There are only a rather small handful of cases where refrigerating some type of food is potentially problematic. They generally fall into one of four categories:
- Certain lipids congeal or solidify when they get down to typical refridgerator temperatures. This can cause them to separate out if they are part of a soup or sauce (often forming a scum-like layer on top of the other liquids if stored in bulk), or to solidify and cause things to stick together. Usually this can be solved by reheating and mixing, but in some cases it can completely ruin a sauce or gravy.
- Similarly, how much salt and other solids you can dissolve in a liquid is dependent on temperature, and chilling the liquid can cause such solids to crystalize or precipitate out out of the solution. This is more often an issue when putting things in the freezer, and can almost always be solved by reheating and mixing, but is a serious pain when it happens.
- A major component of perception of flavor has to do with olfactory perception of volatile (in the proper scientific sense of the term) compounds in the food. These compounds evaporate and disperse less readily at cold temperatures, so chilling certain foods can have a very significant impact on their perceived flavor. Famous examples of this include various varieties of wine and sake, which often taste noticeably different when served chilled compared to being served room temperature. In general, just warming the food up again will resolve this.
- Starch recrystallization, the primary process which causes bread and similar foods to go stale, happens more rapidly at typical refrigerator temperatures (as compared to room temperature, it actually happens even more rapidly at colder temperatures, up until you get to the freezing point of water, where it stops completely). This means that things like bread stored in a refrigerator go stale faster than they do if stored at room temperature (but, on the flip side, they generally don’t become moldy). Unlike the others, this process cannot be completely reversed.

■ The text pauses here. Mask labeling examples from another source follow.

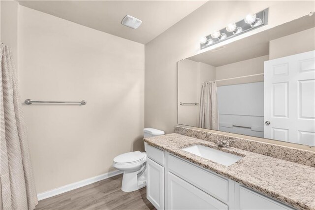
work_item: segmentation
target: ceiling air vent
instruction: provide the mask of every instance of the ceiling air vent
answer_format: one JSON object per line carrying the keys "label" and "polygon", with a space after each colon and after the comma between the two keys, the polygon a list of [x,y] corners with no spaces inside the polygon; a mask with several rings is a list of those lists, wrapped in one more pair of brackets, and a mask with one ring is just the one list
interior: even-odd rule
{"label": "ceiling air vent", "polygon": [[142,23],[142,21],[132,16],[127,15],[122,21],[122,24],[132,29],[136,29]]}

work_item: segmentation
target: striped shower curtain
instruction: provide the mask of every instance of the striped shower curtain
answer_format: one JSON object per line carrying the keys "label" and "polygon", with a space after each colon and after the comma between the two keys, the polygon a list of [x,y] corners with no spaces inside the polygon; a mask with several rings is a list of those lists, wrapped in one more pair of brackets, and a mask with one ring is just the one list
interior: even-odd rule
{"label": "striped shower curtain", "polygon": [[0,54],[0,209],[33,210],[38,204],[10,48]]}
{"label": "striped shower curtain", "polygon": [[215,82],[202,83],[199,104],[198,127],[219,130],[219,110]]}

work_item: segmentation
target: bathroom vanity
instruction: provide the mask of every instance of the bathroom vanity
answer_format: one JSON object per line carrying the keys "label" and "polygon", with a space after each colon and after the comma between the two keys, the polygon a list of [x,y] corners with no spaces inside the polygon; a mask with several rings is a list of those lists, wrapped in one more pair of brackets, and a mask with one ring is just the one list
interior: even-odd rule
{"label": "bathroom vanity", "polygon": [[158,209],[315,209],[314,167],[178,134],[145,141],[147,198]]}

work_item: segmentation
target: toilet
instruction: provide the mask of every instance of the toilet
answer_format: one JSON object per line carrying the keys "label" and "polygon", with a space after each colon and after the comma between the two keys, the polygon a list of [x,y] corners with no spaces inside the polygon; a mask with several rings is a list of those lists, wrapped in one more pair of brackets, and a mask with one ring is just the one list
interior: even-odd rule
{"label": "toilet", "polygon": [[[164,131],[152,128],[143,129],[144,138],[163,135]],[[145,150],[146,150],[145,142]],[[132,192],[146,185],[147,154],[139,151],[122,154],[114,158],[113,166],[124,172],[122,190]]]}

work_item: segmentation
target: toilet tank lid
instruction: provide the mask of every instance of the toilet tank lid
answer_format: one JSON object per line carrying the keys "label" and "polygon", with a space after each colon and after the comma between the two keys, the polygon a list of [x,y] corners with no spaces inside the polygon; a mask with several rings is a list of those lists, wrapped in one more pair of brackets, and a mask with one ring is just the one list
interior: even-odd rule
{"label": "toilet tank lid", "polygon": [[143,129],[143,132],[152,135],[164,135],[165,134],[163,131],[152,128],[146,128]]}

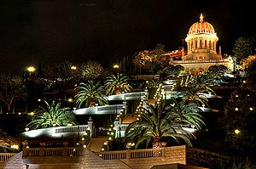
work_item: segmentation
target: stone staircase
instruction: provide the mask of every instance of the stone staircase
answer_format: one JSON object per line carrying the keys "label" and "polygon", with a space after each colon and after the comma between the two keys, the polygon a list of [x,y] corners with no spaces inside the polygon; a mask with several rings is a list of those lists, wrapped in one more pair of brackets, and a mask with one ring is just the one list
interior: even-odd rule
{"label": "stone staircase", "polygon": [[108,137],[90,138],[87,149],[92,152],[100,152],[104,142],[106,142],[108,138]]}

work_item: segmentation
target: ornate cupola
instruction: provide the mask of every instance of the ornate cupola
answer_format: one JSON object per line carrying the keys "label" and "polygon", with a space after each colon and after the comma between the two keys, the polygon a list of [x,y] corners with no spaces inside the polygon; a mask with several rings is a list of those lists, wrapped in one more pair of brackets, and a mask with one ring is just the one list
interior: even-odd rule
{"label": "ornate cupola", "polygon": [[[213,26],[204,21],[203,19],[203,15],[201,14],[200,20],[194,23],[189,28],[185,38],[188,55],[183,59],[221,59],[221,56],[216,55],[216,45],[218,40],[217,33]],[[201,56],[200,58],[198,58],[198,54]],[[211,56],[211,54],[213,55]]]}

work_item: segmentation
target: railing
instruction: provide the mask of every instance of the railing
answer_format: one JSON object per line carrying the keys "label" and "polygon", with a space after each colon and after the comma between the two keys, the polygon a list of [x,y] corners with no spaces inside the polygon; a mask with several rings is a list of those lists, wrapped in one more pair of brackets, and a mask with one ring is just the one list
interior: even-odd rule
{"label": "railing", "polygon": [[15,155],[17,155],[17,153],[0,153],[0,161],[6,161]]}
{"label": "railing", "polygon": [[65,127],[59,127],[55,129],[55,133],[60,132],[86,132],[88,125],[71,126]]}
{"label": "railing", "polygon": [[160,148],[136,150],[127,149],[119,151],[102,151],[97,152],[96,154],[104,160],[137,159],[164,156],[164,150],[163,148]]}
{"label": "railing", "polygon": [[195,63],[223,63],[229,62],[229,59],[207,59],[207,60],[174,60],[173,64],[195,64]]}
{"label": "railing", "polygon": [[23,156],[73,156],[83,154],[81,147],[24,148]]}

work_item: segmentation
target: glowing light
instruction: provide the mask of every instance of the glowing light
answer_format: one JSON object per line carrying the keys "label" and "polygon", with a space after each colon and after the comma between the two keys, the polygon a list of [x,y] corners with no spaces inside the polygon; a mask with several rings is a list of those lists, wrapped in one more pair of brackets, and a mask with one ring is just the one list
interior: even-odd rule
{"label": "glowing light", "polygon": [[73,65],[73,66],[71,66],[71,69],[72,69],[72,70],[77,70],[77,67],[74,66],[74,65]]}
{"label": "glowing light", "polygon": [[36,69],[33,66],[30,66],[26,69],[26,70],[28,70],[29,72],[34,72]]}
{"label": "glowing light", "polygon": [[239,134],[239,133],[240,133],[240,130],[236,129],[236,130],[235,130],[235,133],[236,133],[236,134]]}
{"label": "glowing light", "polygon": [[119,65],[114,65],[113,67],[114,69],[119,69]]}

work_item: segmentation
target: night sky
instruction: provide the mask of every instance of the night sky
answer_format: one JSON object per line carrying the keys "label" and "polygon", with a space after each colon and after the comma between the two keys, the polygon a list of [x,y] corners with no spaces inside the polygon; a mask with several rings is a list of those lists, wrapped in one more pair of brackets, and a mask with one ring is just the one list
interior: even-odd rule
{"label": "night sky", "polygon": [[175,50],[201,13],[223,54],[256,37],[253,1],[0,0],[0,72],[64,60],[107,66],[159,42]]}

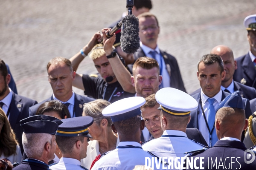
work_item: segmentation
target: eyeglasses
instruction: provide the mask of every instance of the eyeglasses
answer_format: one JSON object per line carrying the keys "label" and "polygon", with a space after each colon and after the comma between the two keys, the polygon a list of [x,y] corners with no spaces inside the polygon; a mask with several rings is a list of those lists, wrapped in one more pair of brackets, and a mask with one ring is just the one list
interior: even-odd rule
{"label": "eyeglasses", "polygon": [[156,25],[152,25],[149,26],[142,26],[140,28],[140,30],[142,32],[144,32],[148,29],[151,29],[152,30],[154,31],[158,26]]}

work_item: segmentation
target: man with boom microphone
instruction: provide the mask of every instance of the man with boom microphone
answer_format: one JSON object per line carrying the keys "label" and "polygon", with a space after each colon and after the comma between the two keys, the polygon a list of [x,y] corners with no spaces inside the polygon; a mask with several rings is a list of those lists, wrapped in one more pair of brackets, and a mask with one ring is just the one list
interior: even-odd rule
{"label": "man with boom microphone", "polygon": [[[88,44],[70,60],[74,71],[76,71],[80,63],[91,51],[90,57],[93,60],[101,77],[95,77],[87,74],[77,74],[73,82],[73,86],[84,90],[86,95],[113,103],[124,98],[134,96],[135,91],[131,85],[131,74],[125,68],[123,60],[114,51],[111,52],[110,54],[105,52],[112,51],[116,38],[114,34],[107,39],[105,34],[109,30],[107,28],[102,30],[105,37],[104,46],[102,44],[98,44],[102,36],[99,32],[96,32]],[[121,73],[119,71],[120,69],[127,71]],[[121,85],[118,79],[125,81],[127,83]]]}

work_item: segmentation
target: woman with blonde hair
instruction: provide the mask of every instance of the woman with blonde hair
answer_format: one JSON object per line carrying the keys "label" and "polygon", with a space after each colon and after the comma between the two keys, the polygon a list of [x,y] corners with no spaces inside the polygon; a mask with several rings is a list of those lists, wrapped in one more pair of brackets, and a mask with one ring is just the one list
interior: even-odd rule
{"label": "woman with blonde hair", "polygon": [[20,162],[21,152],[8,119],[0,108],[0,159],[8,159],[11,162]]}
{"label": "woman with blonde hair", "polygon": [[111,130],[110,117],[105,117],[102,114],[103,109],[110,104],[102,99],[84,104],[83,116],[89,116],[94,119],[93,123],[88,128],[93,138],[90,138],[91,141],[88,142],[87,156],[81,160],[81,165],[88,169],[90,169],[96,156],[116,149],[119,143],[117,134]]}

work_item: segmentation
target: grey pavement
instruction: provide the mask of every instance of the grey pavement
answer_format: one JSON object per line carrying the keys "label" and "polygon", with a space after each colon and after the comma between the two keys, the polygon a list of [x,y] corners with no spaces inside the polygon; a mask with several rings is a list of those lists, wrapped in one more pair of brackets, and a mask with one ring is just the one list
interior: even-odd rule
{"label": "grey pavement", "polygon": [[[0,58],[9,65],[18,94],[38,102],[49,97],[49,61],[79,52],[95,32],[120,18],[126,1],[0,0]],[[248,52],[243,22],[256,14],[255,0],[152,1],[151,11],[160,27],[160,48],[176,57],[188,92],[199,87],[197,62],[213,47],[230,47],[235,58]],[[87,57],[77,72],[96,71]]]}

None of these are really safety issues. All three except the last one might affect canned tuna, but I would think it’s unlikely to be a significant issue given that canning it in the first place already has a pretty big impact on the taste.
I don't believe that tin is used in the canning process these days, but I have heard this question before, and think that it may arise because of the use of tin in the past.
Tin and tin-coated steel has been used in the past in the canning process. Tin has several different crystaline structures that are stable at different temperatures. The atoms in the allotrope of Tin that is formed at 13.2C (56F) are packed less efficiently that normal tin, and thus the tin can crumble and corrode. This can cause damage to the tin can that could lead to food spoilage. This process is known as Tin Pest.
Tin itself is not very toxic, so any direct tin contamination would probably not be a concern. So in your case, even if your tuna can was made with tin, you'd be OK, and the short amount of time invloved means that spoilage would also not be a concern.